SCO v. End Users: UNIX


In the late 1970's, a division of AT&T called Unix System Laboratories created the UNIX operating system. It was sold in commerce as well as widely adopted in academia. The copyright in the software itself has been repeatedly transfered to other companies since the mid-1980's. An illustration of how mobile the software's ownership has been is that SCO does not own the  UNIX trademark - that's the property of some other unrelated company. 

UNIX was commonly (if not always) available with source code. The availability of the source code under license has meant that licensees could develop "customized" versions of UNIX, and those licensee's actions have given rise to a startling number of variants.

UNIX was designed as a small core called the kernel that is tailored to the computing hardware running the operating system, plus a host of limited functionality modules or utilities independent of the kernel. The modules and utilities rely upon kernel services to make use of the underlying machine. Though each utility does only one or a few things, the output of one utility can be "piped" to the input of another utility, forming a chain of inputs, utilities, and outputs to achieve the desired computing goal.

For instance, if you kept an address book in a text file, and you were going to San Francisco next weekend, you might extract the phone numbers for your friends in that city from the address book with a chain like this one:

% cat contacts.txt | grep "San Fran" | awk '{print $1 " "$2}' | sort -n

Each of the vertical bar symbols represents a "pipe"; UNIX will interpret the pipe as a request to connect the output of the leading command as input to the trailing command.
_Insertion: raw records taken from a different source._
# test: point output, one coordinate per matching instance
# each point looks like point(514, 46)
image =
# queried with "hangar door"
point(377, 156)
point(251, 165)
In this example, 'cat', 'grep', 'awk', and 'sort' are the commands. So the output of `cat contacts.txt` goes into the `grep "San Fran"` command, and the output of that goes into the `awk ...` command, and so forth. Each command performs a small part of the overall task, but the sum of their actions flexibility of this approach makes it very powerful. UNIX's componentized design extends beyond simple command line utilities. Even the largest applications are generally built as an loose aggregation of libraries and utilities, tied together with a graphical user interface or a simple text mode control.

By contrast, Microsoft Windows is an operating system that has steadily grown more centralized. Many functions of Windows are part of the "core" operating system; this fact was a point of contention in the latest Antitrust suit against the company - Microsoft asserted that even its web browser was part of the operating system.

By comparison, for those who remember DOS, the core of that O.S. was just six files, and only two of those correspond to a UNIX kernel.